Using CRISPR, a study recently published in Nature addressed obstacles associated with generating scalable high-throughput in vitro and in vivo genetic screens to identify genes that regulate NSC activation during aging (Ruetz et al. 2024, Jothi and Kulka 2024). In this study, Ruetz and colleagues conducted genome-wide CRISPR knock-out screens in primary NSC cultures taken from the subventricular region of both young and old mice expressing Cas9, alongside a library of single guide RNAs targeting over 23,000 gene-encoding proteins, to disrupt and therefore identify genes involved in neural stem cell activation. 

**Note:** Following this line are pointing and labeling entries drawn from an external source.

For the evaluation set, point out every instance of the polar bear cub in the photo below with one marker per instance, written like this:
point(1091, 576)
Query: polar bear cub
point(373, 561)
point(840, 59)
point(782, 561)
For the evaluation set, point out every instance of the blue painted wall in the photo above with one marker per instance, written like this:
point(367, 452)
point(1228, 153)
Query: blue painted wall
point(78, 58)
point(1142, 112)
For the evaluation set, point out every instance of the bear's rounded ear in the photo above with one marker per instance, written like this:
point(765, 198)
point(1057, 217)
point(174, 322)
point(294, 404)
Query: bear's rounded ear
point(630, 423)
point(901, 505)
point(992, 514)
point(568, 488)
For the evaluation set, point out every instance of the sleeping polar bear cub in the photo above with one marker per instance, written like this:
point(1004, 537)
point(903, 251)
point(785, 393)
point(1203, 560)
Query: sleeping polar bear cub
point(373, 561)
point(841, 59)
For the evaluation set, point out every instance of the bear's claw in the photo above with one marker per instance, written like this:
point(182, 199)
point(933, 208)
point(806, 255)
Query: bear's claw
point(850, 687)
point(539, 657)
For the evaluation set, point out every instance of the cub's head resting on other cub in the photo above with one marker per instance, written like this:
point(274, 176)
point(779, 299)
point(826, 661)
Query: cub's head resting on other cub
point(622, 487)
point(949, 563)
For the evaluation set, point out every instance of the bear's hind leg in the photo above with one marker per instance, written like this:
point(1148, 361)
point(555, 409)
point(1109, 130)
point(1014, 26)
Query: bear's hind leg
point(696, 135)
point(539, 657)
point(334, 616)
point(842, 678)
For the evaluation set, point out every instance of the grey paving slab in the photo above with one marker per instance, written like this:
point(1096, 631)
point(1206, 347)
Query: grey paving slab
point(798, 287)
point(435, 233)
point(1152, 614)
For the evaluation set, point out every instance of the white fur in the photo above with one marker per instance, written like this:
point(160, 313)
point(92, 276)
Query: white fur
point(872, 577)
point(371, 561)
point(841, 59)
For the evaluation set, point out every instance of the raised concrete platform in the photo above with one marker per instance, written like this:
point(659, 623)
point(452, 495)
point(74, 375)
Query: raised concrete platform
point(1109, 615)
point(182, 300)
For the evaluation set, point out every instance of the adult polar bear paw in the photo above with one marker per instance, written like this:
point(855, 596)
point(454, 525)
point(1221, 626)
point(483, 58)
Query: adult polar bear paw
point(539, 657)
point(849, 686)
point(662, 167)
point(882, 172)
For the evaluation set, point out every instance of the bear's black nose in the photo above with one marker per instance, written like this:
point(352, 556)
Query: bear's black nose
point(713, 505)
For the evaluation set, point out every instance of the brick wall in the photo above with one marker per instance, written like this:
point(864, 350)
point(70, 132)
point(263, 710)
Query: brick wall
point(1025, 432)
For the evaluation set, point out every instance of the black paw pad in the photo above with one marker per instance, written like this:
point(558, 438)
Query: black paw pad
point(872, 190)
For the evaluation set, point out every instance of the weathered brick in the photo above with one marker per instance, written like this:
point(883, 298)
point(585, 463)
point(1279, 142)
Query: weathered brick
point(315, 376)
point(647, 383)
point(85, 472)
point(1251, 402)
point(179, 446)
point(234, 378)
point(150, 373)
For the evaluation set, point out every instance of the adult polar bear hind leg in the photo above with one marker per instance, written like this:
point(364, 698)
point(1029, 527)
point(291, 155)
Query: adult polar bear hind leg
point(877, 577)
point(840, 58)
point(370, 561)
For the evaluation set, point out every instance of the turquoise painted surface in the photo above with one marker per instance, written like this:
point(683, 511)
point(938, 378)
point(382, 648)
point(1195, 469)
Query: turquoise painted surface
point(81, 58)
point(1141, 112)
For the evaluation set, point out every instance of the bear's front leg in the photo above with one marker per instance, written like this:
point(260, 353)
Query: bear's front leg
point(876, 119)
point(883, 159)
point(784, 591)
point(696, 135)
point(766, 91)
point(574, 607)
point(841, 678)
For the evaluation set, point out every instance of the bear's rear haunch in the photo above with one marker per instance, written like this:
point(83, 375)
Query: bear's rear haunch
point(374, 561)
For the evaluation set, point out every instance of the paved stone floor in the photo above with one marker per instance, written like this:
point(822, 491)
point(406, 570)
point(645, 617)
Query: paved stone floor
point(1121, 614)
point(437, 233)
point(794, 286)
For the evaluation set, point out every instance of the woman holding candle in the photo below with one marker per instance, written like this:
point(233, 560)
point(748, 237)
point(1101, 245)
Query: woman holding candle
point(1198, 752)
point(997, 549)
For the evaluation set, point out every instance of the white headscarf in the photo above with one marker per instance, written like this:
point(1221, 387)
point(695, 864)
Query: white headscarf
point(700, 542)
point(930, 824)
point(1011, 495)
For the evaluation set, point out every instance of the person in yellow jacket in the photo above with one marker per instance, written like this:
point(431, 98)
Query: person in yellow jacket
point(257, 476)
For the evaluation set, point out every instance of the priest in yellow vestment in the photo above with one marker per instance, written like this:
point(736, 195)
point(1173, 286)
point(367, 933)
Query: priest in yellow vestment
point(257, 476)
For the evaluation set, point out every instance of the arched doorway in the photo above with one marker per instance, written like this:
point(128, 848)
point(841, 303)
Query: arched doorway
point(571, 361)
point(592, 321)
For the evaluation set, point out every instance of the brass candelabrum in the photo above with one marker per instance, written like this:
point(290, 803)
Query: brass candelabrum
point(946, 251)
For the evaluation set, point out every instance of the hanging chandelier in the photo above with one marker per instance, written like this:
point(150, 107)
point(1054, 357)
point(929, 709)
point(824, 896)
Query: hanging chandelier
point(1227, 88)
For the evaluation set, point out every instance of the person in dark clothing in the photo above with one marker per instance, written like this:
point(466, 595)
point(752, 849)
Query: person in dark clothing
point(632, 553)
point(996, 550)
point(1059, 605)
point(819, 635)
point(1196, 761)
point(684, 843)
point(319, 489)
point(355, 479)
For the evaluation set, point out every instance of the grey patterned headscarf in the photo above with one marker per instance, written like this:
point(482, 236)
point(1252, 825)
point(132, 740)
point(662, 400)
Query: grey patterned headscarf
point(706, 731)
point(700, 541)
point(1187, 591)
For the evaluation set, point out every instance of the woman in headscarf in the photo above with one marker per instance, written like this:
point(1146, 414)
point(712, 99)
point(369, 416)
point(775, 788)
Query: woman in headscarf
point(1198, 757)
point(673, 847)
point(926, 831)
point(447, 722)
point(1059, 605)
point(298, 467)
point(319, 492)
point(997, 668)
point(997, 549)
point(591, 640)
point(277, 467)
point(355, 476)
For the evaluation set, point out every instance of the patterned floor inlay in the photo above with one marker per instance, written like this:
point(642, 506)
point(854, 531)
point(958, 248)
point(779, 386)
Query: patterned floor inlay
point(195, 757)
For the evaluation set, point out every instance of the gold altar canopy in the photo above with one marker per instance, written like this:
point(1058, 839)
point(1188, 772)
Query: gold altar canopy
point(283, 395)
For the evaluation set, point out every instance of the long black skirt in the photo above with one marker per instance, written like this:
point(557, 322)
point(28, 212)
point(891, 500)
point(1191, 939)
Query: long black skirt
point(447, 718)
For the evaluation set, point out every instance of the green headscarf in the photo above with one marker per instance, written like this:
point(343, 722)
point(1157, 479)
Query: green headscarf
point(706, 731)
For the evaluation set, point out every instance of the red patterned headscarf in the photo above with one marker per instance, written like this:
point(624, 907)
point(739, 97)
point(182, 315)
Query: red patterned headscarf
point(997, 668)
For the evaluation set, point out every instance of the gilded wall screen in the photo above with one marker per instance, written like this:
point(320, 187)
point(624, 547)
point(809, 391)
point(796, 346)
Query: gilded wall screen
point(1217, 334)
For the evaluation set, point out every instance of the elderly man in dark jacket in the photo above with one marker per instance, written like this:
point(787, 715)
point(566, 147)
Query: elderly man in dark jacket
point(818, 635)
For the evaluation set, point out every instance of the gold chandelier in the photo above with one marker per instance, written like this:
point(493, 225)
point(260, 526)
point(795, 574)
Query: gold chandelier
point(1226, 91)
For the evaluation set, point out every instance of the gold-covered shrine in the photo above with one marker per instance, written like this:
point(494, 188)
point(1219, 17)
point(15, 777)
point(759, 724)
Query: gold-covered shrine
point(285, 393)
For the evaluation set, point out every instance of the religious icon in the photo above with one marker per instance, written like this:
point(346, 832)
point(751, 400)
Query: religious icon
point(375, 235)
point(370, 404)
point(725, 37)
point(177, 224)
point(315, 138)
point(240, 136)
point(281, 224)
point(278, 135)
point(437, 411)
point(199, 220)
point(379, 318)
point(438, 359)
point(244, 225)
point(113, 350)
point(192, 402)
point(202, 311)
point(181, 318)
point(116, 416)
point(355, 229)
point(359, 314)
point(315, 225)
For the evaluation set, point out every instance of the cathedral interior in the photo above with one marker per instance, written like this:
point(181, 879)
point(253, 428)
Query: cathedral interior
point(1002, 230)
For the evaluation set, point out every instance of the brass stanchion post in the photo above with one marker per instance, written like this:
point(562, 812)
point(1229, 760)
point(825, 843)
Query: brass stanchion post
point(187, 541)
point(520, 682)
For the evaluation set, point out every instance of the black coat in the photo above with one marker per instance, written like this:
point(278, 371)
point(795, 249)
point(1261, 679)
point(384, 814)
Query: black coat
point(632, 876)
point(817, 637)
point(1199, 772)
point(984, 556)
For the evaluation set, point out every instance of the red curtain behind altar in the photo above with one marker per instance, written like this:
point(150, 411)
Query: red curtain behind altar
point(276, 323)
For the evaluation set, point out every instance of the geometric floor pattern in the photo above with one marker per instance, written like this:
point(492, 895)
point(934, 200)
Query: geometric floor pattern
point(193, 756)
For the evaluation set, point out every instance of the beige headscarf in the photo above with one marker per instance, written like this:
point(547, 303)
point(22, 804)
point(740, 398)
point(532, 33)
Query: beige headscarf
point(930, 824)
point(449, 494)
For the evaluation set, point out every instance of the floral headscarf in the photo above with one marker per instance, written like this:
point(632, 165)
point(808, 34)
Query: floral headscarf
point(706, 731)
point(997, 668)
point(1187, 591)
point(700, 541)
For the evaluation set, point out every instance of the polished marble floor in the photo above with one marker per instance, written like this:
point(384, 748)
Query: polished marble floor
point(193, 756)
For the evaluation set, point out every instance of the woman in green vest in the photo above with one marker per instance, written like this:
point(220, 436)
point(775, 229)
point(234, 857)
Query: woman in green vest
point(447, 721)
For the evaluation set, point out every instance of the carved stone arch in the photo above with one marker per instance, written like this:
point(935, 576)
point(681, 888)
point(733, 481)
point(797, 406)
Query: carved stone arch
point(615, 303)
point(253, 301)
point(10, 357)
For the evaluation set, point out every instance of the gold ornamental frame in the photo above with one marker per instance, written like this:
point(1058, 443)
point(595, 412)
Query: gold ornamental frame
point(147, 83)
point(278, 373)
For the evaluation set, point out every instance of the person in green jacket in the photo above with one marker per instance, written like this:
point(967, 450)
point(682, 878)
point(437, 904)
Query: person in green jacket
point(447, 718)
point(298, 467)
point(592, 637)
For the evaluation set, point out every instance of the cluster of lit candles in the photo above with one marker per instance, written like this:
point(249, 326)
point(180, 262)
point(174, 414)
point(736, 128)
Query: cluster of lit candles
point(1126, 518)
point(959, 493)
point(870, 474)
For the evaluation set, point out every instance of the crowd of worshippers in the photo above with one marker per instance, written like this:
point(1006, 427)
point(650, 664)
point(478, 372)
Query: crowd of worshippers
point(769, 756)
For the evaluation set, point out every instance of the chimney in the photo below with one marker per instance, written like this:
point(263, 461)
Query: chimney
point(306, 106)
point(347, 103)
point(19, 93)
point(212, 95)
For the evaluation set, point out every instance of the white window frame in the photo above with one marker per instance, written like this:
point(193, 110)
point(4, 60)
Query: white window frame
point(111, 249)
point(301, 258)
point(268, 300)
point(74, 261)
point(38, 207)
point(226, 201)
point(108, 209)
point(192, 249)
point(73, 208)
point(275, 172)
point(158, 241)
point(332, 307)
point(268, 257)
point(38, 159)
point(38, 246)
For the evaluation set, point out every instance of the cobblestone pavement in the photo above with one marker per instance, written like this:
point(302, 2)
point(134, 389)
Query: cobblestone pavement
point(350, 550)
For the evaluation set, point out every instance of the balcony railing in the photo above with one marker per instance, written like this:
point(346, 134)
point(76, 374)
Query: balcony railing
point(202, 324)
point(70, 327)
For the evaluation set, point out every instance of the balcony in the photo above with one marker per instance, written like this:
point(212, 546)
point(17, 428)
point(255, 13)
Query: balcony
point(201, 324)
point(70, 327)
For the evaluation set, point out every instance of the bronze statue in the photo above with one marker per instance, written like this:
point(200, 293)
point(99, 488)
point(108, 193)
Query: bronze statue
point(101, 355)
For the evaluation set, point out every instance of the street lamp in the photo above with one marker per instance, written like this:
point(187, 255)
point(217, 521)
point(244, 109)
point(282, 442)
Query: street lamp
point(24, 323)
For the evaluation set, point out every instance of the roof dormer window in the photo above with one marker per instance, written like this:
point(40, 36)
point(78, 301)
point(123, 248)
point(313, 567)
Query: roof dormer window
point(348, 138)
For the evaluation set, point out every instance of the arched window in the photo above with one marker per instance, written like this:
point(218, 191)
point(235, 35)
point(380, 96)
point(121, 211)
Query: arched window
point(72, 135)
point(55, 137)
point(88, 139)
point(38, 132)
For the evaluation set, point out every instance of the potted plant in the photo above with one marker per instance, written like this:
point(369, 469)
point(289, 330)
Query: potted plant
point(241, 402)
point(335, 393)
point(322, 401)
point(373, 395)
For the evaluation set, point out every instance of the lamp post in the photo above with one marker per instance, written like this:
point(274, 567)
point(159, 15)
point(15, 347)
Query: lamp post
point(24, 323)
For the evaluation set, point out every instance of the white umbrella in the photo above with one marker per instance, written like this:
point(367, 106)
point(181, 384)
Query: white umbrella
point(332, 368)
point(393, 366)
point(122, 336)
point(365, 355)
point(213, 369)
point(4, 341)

The influence of CRISPR-induced gene knockouts was assessed by inducing the activation of quiescent NSCs, observing activation levels, and sequencing cells to interpret differences. NSC changes were also observed in vivo by the introduction of single guide RNA-expressing lentiviruses through subventricular injections. 

One Less Candy a Day Keeps the Doctor Away?

As a result of genome-wide CRISPR knock-out screens, researchers identified over 300 genes that, when knocked out, restored the inhibited activation of aged NSCs; with most genes involved in the organization of cilia — small structures in the brain involved in sensing signals and regulating the cell cycle — and glucose import. Additionally, by establishing a scalable in vivo CRISPR screening platform, this study also uncovered 24 gene knockouts capable of boosting neuronal production through NSC activation in aged brains.

One of the most interesting findings of this study revealed that the knockout of insulin-sensitive GLUT4 (Slc2a4) transporters led to increased NSC activation and production of new neurons in aged brains. Moreover, old inactivated NSCs were also found to harbor increased glucose uptake, which when reversed, resulted in an improved ability for aged NSCs to activate.

Overall, their findings position glucose metabolism as a central mechanism behind aging, aligning with previous studies linking age-related neurodegeneration to glucose metabolism (Frolich et al. 1998, Schlotterer et al. 2009, Poisa-Beiro et al. 2020). Increased sugar uptake might therefore contribute to age-related decline in stem cell activation and risk of dysfunction.  

So, could cutting back on those sugary treats help us to improve our brain aging and healthspan?  

With the emergence of innovative genetic tools, researchers now have the power to investigate cellular changes and biological processes at increasingly large scales. These advances can play a role in understanding how NSCs (among other cells) age and identify therapeutic targets to delay or improve age-related dysfunction, enhance brain repair, and perhaps even slow the aging process itself. The prospect of rejuvenating NSCs brings us closer to unlocking the mysteries of brain aging and developing innovative treatments for neurodegenerative diseases.